5.Bölüm: "Kuzen."

4.3K 295 68
                                    

Bu bölümün bir kısmı Enes'in ağzından olacak.Soru işaretleri gitsin diye yazıyorum bu bölümü.

Iyi okumalar.

***
*Enes*

"Özledim be güzelim.Sesini,kokunu,ellerini,masumiyetini..."

Mezar taşında yazan adının üstünde ellerimi gezdirdim,gözlerimin dolmasına engel olamadan.

"Sen gittikten sonra fazla gelemedim mezarına,affet. Eskisi kadar üzülmediğimi düşünme sakın! Sadece her şey değişiyor ve ne olacak bilmiyorum. Fakat bir şeyler olacak, hissediyorum." Dedim göz yaşlarımı silerken.

"Sana birini anlatacağım." Dedim olduğum yerde bağdaş kurarak.

"Sarı saçları var. Seninkinin tonunda. Kıskanma ama,asla seninkiler gibi mükemmel olamaz. Gözleri sanki eşi benzeri olmayan bir okyanus gibi. Seninkilere benziyor. Tıpkı seninkiler gibi göz kamaştırıcı. Yanakları al al. Utanınca hemen pembeleşiyor yani. En çok da sana benzeyen özelliği ne biliyor musun?"
Dedim akan gözyaşlarımı elimin tersiyle silerken.

"Gülüşü. Tıpkı senin gibi parlıyor gözlerinin içi. Öyle ki senin gibi çok konuşuyor. Başımın etini yiyor. Sürekli soru,sürekli soru. Ama nedenini bilmediğim bir şekilde sürekli konuşsun istiyorum.
Sanki onun gözlerine baktığımda seni görüyorum ve bu gerçekten korkutuyor. Korkuyorum güzelim,çok korkuyorum. Onun bana seni unutturmasından,çok korkuyorum."

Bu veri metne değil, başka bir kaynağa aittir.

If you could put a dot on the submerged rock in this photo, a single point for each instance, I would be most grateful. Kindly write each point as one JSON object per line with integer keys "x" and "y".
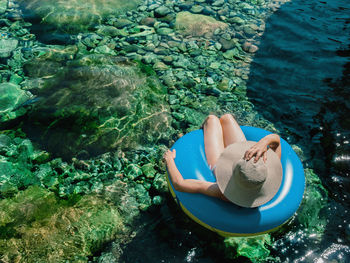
{"x": 55, "y": 230}
{"x": 74, "y": 16}
{"x": 11, "y": 99}
{"x": 197, "y": 25}
{"x": 7, "y": 46}
{"x": 96, "y": 103}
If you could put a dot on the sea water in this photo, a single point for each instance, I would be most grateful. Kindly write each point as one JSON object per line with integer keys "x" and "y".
{"x": 93, "y": 92}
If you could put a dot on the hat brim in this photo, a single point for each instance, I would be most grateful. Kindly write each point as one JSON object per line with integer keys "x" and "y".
{"x": 232, "y": 190}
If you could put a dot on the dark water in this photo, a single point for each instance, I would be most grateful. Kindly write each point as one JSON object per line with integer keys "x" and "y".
{"x": 300, "y": 81}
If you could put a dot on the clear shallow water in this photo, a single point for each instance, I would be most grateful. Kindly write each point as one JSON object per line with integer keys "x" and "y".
{"x": 64, "y": 69}
{"x": 299, "y": 80}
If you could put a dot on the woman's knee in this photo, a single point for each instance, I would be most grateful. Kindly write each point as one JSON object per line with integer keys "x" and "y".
{"x": 212, "y": 120}
{"x": 226, "y": 118}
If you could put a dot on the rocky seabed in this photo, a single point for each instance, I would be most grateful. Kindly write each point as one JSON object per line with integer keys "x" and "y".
{"x": 85, "y": 121}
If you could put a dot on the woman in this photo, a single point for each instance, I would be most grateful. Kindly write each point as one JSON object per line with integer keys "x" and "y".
{"x": 246, "y": 179}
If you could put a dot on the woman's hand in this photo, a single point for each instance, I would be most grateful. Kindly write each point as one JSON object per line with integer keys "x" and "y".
{"x": 169, "y": 155}
{"x": 259, "y": 149}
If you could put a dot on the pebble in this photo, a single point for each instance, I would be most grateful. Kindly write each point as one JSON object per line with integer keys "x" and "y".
{"x": 148, "y": 21}
{"x": 160, "y": 66}
{"x": 210, "y": 81}
{"x": 218, "y": 3}
{"x": 197, "y": 9}
{"x": 161, "y": 11}
{"x": 164, "y": 31}
{"x": 122, "y": 22}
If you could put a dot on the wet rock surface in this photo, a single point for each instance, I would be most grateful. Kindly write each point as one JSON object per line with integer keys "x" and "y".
{"x": 94, "y": 111}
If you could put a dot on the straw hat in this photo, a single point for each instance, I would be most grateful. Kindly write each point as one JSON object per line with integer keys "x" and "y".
{"x": 246, "y": 183}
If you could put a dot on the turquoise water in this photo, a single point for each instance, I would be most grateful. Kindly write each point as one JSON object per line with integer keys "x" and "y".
{"x": 93, "y": 92}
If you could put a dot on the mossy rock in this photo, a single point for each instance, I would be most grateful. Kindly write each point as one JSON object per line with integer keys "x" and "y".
{"x": 197, "y": 25}
{"x": 7, "y": 46}
{"x": 76, "y": 15}
{"x": 11, "y": 98}
{"x": 37, "y": 227}
{"x": 96, "y": 103}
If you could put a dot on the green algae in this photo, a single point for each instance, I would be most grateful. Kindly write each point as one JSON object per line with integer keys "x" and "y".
{"x": 88, "y": 131}
{"x": 101, "y": 101}
{"x": 254, "y": 248}
{"x": 11, "y": 97}
{"x": 37, "y": 227}
{"x": 197, "y": 25}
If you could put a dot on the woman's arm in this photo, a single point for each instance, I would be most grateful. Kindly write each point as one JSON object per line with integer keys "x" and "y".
{"x": 189, "y": 185}
{"x": 261, "y": 147}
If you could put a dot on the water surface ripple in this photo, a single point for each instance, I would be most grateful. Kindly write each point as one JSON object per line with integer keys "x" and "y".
{"x": 299, "y": 80}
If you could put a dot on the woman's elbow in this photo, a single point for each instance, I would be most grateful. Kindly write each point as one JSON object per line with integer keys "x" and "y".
{"x": 178, "y": 186}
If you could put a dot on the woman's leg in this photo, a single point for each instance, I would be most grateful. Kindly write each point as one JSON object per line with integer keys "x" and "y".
{"x": 231, "y": 131}
{"x": 213, "y": 139}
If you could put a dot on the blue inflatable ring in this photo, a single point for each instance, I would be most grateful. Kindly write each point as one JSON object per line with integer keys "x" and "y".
{"x": 228, "y": 219}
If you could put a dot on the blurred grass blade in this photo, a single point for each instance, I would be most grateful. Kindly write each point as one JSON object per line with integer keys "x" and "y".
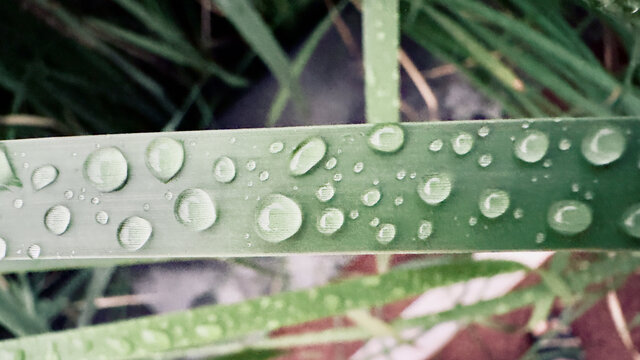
{"x": 144, "y": 337}
{"x": 380, "y": 36}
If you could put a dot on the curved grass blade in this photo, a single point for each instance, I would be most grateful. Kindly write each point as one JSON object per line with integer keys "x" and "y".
{"x": 144, "y": 337}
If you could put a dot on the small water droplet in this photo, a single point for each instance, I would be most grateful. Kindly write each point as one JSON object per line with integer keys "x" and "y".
{"x": 43, "y": 176}
{"x": 195, "y": 209}
{"x": 307, "y": 155}
{"x": 436, "y": 145}
{"x": 164, "y": 158}
{"x": 435, "y": 188}
{"x": 224, "y": 170}
{"x": 603, "y": 145}
{"x": 493, "y": 203}
{"x": 485, "y": 160}
{"x": 102, "y": 217}
{"x": 386, "y": 233}
{"x": 330, "y": 221}
{"x": 106, "y": 169}
{"x": 531, "y": 146}
{"x": 325, "y": 192}
{"x": 277, "y": 218}
{"x": 370, "y": 197}
{"x": 462, "y": 143}
{"x": 276, "y": 147}
{"x": 387, "y": 138}
{"x": 57, "y": 219}
{"x": 134, "y": 232}
{"x": 569, "y": 217}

Dedim bir avuç toprağı elimle okşarken.

Sahiden korkuyordum. Kalbimi yeniden bu denli hızlı attırması beni çok korkutuyordu.

Hayatıma bir anda giren o hayat dolu kızın...

***

*Doğa*

Enes kolumu hızla tutup beni kendine çevirdiğinde ne diyeceğimi bilemedim ve dut yemiş bülbül gibi sustum. O ise sadece üç kelime edip bırakmıştı beni.

"Aras'tan uzak dur."

Nedenini sormama bile fırsat vermemişti. Sadece uzak durmamı söyleyip gitti. Ben daha olayın şokunu atlatamadan sırtımda hissettiğim el,yerimden sıçramama neden oldu.

Aras.

"Ne söyledi o psikopat,sana?"

Başımı iki yana salladım.

"Hiç,hiçbir şey söylemedi. Hem ne söylesin ki?" dedim salağa yatarak.

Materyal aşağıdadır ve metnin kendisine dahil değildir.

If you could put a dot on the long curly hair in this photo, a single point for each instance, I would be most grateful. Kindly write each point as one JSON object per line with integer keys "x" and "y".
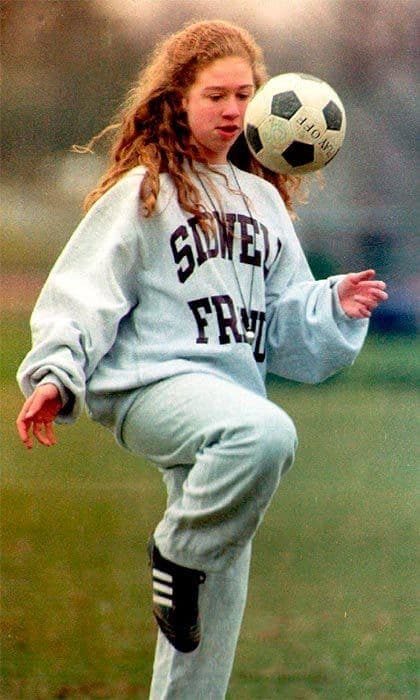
{"x": 152, "y": 129}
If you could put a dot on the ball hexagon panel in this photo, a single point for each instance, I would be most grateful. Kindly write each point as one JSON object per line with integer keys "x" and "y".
{"x": 298, "y": 154}
{"x": 253, "y": 138}
{"x": 285, "y": 104}
{"x": 333, "y": 116}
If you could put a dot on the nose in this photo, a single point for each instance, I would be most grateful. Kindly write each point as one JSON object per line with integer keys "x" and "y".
{"x": 231, "y": 108}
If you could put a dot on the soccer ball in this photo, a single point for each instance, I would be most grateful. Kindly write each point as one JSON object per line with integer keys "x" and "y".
{"x": 295, "y": 123}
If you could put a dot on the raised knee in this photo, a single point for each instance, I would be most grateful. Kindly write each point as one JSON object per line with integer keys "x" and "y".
{"x": 277, "y": 438}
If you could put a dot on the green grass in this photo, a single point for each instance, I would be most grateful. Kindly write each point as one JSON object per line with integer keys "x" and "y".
{"x": 331, "y": 610}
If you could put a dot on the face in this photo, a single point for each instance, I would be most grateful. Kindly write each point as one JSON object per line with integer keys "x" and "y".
{"x": 215, "y": 105}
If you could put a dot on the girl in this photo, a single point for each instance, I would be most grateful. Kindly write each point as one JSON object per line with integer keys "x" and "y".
{"x": 182, "y": 286}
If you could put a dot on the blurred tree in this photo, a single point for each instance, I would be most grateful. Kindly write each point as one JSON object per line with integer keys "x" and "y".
{"x": 66, "y": 69}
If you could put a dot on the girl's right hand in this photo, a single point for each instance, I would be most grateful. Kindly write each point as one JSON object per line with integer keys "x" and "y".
{"x": 38, "y": 415}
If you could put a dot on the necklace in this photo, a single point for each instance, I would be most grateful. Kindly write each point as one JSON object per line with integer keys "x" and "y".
{"x": 248, "y": 332}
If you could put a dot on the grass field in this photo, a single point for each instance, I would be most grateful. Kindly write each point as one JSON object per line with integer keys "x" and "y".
{"x": 332, "y": 603}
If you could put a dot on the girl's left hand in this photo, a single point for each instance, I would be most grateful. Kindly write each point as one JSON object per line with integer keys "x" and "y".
{"x": 360, "y": 293}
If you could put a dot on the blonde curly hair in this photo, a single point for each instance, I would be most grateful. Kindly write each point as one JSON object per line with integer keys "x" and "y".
{"x": 152, "y": 128}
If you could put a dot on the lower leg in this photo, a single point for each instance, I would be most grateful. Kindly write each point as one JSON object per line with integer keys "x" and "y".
{"x": 204, "y": 673}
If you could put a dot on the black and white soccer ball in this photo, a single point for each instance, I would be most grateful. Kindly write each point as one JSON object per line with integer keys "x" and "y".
{"x": 295, "y": 123}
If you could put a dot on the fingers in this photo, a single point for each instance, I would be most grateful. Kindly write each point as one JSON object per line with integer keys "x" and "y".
{"x": 44, "y": 433}
{"x": 365, "y": 275}
{"x": 37, "y": 416}
{"x": 23, "y": 424}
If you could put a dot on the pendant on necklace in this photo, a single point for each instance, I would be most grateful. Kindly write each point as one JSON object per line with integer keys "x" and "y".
{"x": 249, "y": 336}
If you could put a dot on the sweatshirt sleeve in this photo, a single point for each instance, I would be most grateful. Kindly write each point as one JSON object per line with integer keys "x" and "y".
{"x": 90, "y": 289}
{"x": 309, "y": 337}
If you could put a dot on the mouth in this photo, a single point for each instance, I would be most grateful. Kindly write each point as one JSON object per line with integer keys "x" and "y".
{"x": 228, "y": 130}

"Enes'ten uzak dur." dedi şüpheci bir tavırla. Allahım!

"Niye?" dedim kaşlarımı kaldırıp.

"Çünkü o sana zarar verir,güzelim."

"Ben istemediğim sürece kimse bana zarar veremez,Aras."

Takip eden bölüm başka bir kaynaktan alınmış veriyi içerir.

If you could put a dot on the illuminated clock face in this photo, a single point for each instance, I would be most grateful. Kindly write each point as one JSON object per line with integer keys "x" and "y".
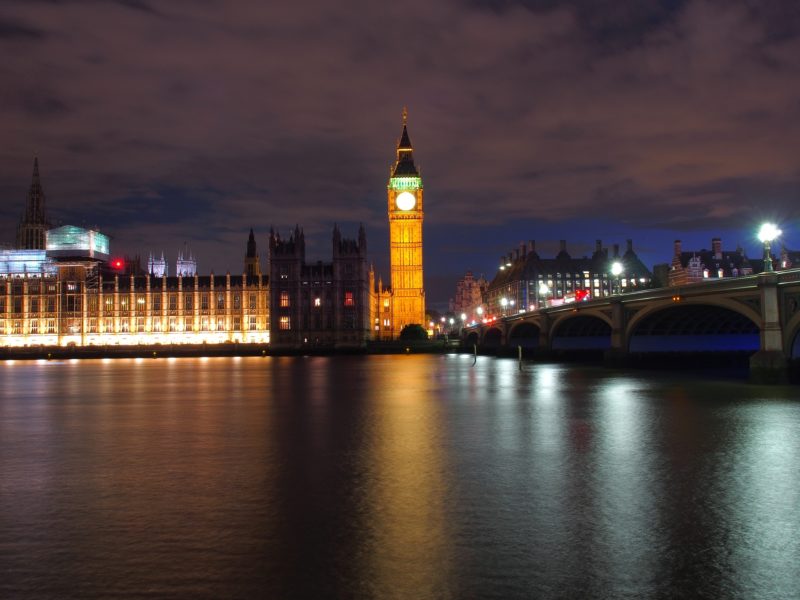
{"x": 405, "y": 201}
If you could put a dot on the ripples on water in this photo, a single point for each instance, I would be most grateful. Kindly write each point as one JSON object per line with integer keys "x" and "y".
{"x": 393, "y": 477}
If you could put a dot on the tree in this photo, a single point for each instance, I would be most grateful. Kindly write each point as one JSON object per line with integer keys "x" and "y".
{"x": 413, "y": 332}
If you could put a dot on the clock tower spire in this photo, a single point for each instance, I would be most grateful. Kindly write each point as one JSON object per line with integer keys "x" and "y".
{"x": 405, "y": 236}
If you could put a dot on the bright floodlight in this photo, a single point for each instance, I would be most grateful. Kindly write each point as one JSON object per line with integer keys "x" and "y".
{"x": 768, "y": 232}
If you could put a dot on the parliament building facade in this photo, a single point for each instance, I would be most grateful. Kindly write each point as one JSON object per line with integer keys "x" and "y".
{"x": 59, "y": 287}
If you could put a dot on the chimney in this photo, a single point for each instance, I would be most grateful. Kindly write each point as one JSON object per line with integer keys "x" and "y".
{"x": 716, "y": 247}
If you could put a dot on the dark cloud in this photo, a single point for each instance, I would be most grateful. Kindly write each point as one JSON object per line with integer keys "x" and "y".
{"x": 194, "y": 121}
{"x": 10, "y": 30}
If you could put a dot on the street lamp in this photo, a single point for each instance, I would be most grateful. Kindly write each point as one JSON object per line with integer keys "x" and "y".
{"x": 616, "y": 269}
{"x": 544, "y": 289}
{"x": 766, "y": 234}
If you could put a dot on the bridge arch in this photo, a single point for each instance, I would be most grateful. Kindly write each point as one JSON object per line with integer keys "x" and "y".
{"x": 472, "y": 339}
{"x": 492, "y": 338}
{"x": 525, "y": 334}
{"x": 581, "y": 331}
{"x": 791, "y": 338}
{"x": 711, "y": 325}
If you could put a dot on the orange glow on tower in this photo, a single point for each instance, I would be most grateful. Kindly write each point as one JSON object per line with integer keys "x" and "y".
{"x": 405, "y": 206}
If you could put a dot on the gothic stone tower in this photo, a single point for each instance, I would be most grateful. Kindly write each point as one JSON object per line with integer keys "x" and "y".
{"x": 252, "y": 264}
{"x": 405, "y": 237}
{"x": 32, "y": 226}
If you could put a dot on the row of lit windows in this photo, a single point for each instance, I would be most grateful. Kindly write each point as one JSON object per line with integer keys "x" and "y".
{"x": 73, "y": 302}
{"x": 349, "y": 300}
{"x": 172, "y": 324}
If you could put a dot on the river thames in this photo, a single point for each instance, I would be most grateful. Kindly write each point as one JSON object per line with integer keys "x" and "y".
{"x": 393, "y": 477}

"Sen yine de uzak dur prenses."

Teallam.Çocuğa bana prenses deme diyordum,daha çok söylüyordu.

"He ok." dedim gülerek.Ciddi ortamlarda fazla sıkılıyordum. Acilen konuyu kapatmam lazımdı.

"Yeni bir mekanda beraber Mısra'nın temsilciliğini kutlayacağız.Hadi gidelim."

"İyi." dedim gülümseyerek Mısra'ların yanına gitmeye başladık.

***

*Mısra*

Emir denen aşiret kılıklı maymunu yenmek beni ölesiye mutlu etmişti. Sevinçten ona sarıldığıma inanamıyordum. Salaklığım kesinlikle yeni bir tarih yazardı. O kadar yani. Arda beni kapının önünde bekliyordu. Ondan beş dakika isteyip kürsünün arka kısmına girdim. Emir elindeki su şişesini kafasına dikmiş içiyordu.